You’ve probably heard of greenwashing – token environmental sustainability programs that help corporations launder their reputations. Now there’s “green hushing.”
Green hushing isn’t quite the inverse of greenwashing, but it’s close. Essentially, it refers to companies’ strategy of keeping their climate-related goals and pledges out of the spotlight. It turns out that the stigma of greenwashing has become so damaging that companies would rather not risk publicizing their environmental policies for fear they will come up short in the eyes of climate change activists.
How pervasive is green hushing? A global survey conducted by environmental consulting firm South Pole found that nearly a quarter of the 1,200 companies that participated in the study indicated they don’t plan to publicize their targets for efforts such as cutting carbon emissions.

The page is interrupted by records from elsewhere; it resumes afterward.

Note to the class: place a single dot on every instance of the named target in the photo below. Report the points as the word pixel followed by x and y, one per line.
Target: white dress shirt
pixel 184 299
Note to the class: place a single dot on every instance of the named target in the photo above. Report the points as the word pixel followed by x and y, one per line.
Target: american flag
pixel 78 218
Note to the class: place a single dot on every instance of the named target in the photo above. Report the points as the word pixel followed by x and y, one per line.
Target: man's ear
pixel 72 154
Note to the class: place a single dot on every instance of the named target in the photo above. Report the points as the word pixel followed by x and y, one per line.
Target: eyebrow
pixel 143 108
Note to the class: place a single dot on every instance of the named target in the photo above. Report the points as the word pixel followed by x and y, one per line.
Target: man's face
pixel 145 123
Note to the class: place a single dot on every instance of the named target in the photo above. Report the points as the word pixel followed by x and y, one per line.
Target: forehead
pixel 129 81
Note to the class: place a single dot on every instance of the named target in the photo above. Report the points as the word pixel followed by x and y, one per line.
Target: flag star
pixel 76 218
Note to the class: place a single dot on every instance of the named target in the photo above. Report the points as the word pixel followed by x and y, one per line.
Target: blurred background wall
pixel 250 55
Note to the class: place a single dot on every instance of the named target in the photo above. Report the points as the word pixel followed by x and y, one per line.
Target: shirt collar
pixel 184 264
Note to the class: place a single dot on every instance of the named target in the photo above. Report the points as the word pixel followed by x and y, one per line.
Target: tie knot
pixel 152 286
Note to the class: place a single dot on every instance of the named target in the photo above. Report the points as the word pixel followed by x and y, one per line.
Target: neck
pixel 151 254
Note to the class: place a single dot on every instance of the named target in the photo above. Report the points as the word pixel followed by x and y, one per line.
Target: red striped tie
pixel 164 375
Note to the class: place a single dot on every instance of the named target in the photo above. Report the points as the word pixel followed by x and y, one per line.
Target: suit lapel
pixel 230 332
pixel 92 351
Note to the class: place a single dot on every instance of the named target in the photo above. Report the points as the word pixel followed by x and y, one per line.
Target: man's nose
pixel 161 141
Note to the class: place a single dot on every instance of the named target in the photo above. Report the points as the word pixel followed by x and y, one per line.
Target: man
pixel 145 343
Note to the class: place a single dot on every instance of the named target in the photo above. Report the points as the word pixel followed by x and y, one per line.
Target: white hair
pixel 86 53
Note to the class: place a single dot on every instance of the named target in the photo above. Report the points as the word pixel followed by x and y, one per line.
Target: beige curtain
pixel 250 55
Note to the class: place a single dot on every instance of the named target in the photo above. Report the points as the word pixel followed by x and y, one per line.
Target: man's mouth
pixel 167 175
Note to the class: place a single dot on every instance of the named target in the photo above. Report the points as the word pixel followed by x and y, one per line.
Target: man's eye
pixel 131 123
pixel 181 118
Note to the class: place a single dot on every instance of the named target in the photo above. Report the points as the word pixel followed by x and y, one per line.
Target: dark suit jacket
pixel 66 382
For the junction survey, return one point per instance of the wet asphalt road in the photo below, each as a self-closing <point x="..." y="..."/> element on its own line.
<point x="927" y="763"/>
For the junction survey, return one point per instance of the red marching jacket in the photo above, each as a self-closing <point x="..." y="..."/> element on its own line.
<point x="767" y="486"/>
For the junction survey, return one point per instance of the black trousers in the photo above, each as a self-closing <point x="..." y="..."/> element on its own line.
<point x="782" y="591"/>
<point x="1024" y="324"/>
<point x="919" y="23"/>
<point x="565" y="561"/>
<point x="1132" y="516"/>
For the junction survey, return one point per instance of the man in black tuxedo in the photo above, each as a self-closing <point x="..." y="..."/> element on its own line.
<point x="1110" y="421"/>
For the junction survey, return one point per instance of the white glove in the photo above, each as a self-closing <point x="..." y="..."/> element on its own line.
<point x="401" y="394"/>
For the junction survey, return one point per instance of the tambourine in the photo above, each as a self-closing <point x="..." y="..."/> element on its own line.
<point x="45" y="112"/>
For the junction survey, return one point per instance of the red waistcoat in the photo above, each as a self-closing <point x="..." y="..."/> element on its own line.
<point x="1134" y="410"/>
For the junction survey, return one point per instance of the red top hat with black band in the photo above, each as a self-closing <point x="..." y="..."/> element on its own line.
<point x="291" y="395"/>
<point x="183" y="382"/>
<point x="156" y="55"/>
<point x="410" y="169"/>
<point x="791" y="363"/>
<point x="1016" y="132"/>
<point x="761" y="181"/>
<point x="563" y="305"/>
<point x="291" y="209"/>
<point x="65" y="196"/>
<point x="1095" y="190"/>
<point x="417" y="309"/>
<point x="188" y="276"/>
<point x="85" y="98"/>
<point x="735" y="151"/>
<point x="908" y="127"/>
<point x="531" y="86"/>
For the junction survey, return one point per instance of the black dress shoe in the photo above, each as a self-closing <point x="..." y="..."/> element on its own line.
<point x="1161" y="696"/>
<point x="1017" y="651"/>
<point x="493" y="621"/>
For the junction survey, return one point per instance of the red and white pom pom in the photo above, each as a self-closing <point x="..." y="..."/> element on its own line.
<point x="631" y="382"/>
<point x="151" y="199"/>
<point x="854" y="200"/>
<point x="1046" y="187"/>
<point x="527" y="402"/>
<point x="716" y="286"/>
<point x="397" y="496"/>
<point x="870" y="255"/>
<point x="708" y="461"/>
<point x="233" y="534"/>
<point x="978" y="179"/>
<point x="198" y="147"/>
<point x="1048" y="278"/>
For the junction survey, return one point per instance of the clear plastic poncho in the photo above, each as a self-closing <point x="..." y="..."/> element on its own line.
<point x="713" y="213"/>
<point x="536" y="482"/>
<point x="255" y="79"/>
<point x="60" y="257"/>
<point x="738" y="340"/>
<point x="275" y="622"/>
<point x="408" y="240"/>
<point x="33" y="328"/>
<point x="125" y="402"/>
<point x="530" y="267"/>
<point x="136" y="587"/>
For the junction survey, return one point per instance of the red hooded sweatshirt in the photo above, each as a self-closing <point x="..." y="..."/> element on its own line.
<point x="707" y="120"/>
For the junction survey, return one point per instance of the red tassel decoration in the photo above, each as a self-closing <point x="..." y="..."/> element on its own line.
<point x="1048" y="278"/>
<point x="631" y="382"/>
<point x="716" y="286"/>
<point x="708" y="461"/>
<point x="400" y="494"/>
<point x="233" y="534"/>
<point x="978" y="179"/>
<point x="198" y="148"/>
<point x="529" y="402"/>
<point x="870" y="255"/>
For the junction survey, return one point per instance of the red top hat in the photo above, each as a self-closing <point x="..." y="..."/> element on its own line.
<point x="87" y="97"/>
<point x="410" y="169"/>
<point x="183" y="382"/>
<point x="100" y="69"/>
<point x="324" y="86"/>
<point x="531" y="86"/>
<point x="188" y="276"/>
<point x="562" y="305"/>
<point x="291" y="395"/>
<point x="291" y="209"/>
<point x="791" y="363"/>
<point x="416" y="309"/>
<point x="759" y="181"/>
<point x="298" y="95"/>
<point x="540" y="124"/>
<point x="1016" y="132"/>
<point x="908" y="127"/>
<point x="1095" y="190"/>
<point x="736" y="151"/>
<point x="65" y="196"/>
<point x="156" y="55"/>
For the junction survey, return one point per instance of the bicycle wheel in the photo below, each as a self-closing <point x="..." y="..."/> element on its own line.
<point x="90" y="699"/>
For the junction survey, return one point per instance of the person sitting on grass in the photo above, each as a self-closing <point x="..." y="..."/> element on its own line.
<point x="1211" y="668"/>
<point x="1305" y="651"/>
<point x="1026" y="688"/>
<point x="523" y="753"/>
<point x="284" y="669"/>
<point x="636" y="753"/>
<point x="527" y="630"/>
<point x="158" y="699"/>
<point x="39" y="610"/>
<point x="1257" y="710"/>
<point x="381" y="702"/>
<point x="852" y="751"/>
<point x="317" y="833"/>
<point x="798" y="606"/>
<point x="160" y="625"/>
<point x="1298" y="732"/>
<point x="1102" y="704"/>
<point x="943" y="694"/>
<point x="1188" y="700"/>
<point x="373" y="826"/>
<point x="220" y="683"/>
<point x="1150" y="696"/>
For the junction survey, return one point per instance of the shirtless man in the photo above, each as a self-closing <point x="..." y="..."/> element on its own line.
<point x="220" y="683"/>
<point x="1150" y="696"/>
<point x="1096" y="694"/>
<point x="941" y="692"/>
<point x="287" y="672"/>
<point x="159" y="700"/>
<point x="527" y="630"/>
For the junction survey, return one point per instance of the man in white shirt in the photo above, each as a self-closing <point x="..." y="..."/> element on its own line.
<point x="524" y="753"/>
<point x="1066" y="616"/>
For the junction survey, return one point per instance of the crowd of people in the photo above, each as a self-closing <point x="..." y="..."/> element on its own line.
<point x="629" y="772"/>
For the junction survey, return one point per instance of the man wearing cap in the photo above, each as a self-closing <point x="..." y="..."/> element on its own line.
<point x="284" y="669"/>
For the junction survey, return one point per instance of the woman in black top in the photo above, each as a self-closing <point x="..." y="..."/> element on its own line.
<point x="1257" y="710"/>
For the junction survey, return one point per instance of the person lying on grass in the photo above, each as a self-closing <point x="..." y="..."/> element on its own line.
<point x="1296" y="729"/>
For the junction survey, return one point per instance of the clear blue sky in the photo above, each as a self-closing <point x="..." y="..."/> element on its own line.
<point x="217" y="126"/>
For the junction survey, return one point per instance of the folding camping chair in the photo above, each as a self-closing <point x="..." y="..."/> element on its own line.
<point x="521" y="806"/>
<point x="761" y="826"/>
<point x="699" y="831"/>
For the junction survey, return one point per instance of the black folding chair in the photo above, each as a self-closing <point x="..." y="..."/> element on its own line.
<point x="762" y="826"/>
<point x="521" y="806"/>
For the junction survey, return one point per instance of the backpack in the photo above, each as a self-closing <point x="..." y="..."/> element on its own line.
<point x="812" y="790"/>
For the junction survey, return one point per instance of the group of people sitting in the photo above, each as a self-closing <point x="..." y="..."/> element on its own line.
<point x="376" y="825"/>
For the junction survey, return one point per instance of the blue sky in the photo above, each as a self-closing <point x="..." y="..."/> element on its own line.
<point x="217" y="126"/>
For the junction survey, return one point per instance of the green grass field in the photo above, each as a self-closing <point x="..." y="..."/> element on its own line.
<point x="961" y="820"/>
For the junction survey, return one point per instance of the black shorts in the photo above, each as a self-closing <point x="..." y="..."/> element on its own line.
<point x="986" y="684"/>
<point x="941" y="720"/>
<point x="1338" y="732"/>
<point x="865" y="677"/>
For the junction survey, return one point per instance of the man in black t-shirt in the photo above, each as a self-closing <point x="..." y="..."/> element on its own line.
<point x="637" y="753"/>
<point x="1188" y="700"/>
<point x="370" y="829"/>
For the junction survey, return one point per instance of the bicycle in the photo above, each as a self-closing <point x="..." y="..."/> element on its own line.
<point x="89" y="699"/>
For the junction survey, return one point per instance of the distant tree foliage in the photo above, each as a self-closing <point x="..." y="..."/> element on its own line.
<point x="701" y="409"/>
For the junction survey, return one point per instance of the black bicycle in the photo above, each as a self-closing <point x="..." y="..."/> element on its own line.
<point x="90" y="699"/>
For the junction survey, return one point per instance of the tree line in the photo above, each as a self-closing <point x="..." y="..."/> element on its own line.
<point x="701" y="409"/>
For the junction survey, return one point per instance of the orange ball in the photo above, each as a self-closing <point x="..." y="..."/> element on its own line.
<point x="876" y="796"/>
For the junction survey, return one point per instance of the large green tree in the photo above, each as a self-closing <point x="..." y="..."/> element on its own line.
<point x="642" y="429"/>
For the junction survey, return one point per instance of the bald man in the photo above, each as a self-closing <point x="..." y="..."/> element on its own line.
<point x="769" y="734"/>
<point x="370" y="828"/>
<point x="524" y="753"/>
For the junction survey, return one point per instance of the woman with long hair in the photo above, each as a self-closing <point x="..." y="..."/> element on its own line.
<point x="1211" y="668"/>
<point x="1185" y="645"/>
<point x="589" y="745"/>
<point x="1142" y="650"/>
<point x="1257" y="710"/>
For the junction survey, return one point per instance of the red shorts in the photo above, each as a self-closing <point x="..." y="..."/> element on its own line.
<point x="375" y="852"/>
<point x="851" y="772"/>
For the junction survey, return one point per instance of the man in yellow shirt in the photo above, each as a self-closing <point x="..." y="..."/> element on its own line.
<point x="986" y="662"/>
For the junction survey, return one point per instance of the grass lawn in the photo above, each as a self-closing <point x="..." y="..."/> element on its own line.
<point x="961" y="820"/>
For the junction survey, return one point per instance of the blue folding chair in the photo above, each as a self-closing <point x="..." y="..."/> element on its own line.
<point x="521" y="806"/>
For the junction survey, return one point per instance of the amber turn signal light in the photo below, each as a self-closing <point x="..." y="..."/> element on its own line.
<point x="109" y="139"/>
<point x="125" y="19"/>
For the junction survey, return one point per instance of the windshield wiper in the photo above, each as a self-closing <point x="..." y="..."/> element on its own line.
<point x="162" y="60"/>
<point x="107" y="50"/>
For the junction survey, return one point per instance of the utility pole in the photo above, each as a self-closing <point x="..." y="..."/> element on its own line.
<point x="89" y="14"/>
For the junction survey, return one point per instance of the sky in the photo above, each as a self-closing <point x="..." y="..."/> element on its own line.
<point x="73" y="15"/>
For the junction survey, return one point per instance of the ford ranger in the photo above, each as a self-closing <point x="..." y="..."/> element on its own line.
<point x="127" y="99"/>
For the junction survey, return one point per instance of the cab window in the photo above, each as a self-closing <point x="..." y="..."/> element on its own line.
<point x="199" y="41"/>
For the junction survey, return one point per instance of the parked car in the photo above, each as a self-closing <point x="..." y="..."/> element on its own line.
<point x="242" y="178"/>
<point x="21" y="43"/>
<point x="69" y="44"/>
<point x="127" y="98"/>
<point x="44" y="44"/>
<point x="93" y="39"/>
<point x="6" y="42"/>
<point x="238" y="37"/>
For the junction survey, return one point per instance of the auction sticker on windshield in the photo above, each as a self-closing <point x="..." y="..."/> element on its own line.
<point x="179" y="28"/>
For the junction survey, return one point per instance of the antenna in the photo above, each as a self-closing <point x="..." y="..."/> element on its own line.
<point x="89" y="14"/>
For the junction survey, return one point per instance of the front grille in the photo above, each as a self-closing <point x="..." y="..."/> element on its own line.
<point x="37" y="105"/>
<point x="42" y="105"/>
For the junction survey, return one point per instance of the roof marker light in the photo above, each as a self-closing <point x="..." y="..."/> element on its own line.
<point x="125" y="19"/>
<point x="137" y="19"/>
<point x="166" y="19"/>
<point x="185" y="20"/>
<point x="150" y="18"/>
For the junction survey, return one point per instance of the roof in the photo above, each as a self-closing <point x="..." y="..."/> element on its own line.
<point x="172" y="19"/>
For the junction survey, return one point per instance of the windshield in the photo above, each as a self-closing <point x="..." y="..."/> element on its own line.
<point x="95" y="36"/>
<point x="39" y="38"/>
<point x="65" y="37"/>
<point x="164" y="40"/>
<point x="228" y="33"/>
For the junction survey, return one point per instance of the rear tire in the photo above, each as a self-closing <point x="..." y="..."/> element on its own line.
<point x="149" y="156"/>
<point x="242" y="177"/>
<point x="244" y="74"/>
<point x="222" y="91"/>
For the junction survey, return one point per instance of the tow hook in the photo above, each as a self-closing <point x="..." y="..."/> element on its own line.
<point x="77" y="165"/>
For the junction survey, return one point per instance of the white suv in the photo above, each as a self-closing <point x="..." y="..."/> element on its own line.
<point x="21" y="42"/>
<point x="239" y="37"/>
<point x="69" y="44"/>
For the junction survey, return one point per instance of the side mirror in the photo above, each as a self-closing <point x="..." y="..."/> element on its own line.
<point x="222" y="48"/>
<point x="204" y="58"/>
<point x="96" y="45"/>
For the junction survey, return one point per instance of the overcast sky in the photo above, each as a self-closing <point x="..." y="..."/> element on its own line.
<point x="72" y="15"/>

The reluctance on the part of corporations to draw attention to sustainability initiatives seems to fit with a general mood of uncertainty around environmental, social and governance issues. For example, as concern about a potential economic recession grows, companies appear willing to put sustainability efforts on the back burner. (Interestingly, the cutbacks may come just as ESG programs are starting to bear financial fruit.)
Even the federal government’s ambitious plans to beef up publicly traded companies’ sustainability reporting may be getting a little less ambitious. At least, that was the scuttlebutt at a recent Wall Street Journal conference. Panelists included former Securities and Exchange Commission officials, and they seemed to agree that the agency would ultimately ditch the part of the new climate disclosure rules requiring companies to publish their so-called scope 3 emissions. These consist of greenhouse-gas emissions attributable to companies’ supply chains and the use of their products.
Interestingly, the SEC’s advisory panel focused on investor issues gave its approval last month to all aspects of the proposal, including disclosing scope 3 emissions. At the time, the agency’s resident contrarian, Republican commissioner Hester Peirce, voiced concerns about costs. She maintained the new rules “likely will be very expensive in terms of direct costs, forgone opportunities and increased litigation risks.” Additionally, some observers have warned that the new requirements could prove so costly that companies would opt against holding initial public offerings to avoid incurring responsibility for publishing the disclosures.
Even SEC Chair Gary Gensler, who has championed the climate disclosures from the start, has showed trepidation about moving forward with the scope 3 measurements. In Gensler’s case, he supposedly worries about threatening the overall viability of the disclosure requirements if the new policy is crafted too broadly.
But would disclosing scope 3 emissions really be that onerous for companies? Reliable sources such as the Environmental Protection Agency have published guidance on how to calculate them, after all.
Moreover, costs don’t appear to be deterring European regulators from implementing a similar scope 3 emissions policy. In June, politicians in the European Union came to a provisional agreement on a new corporate sustainability reporting directive intended to close gaps in non-financial reporting and facilitate “the transition to a sustainable economy.” The draft European reporting standards contained what lawyers at Sullivan & Cromwell LLP described as “significant sustainability-related disclosures relating to corporate value chains,” including a requirement to disclose scope 3 emissions.
On the other hand, asset managers appear split over the utility of ESG reporting altogether. So perhaps the most important takeaway is that while the move to new climate reporting guidelines seems to be marching on, regulatory authorities still have questions to answer about the mechanics of implementation. For now, companies like Faraday Future Intelligent Electric Inc. may have the right idea by keeping language vague when it comes to their disclosures on the risks involved: “Evolving disclosure rules on environmental matters may also entail additional compliance and reporting costs, including, for instance, the new climate change reporting rules proposed by the SEC which are expected to come into effect over the next three years.”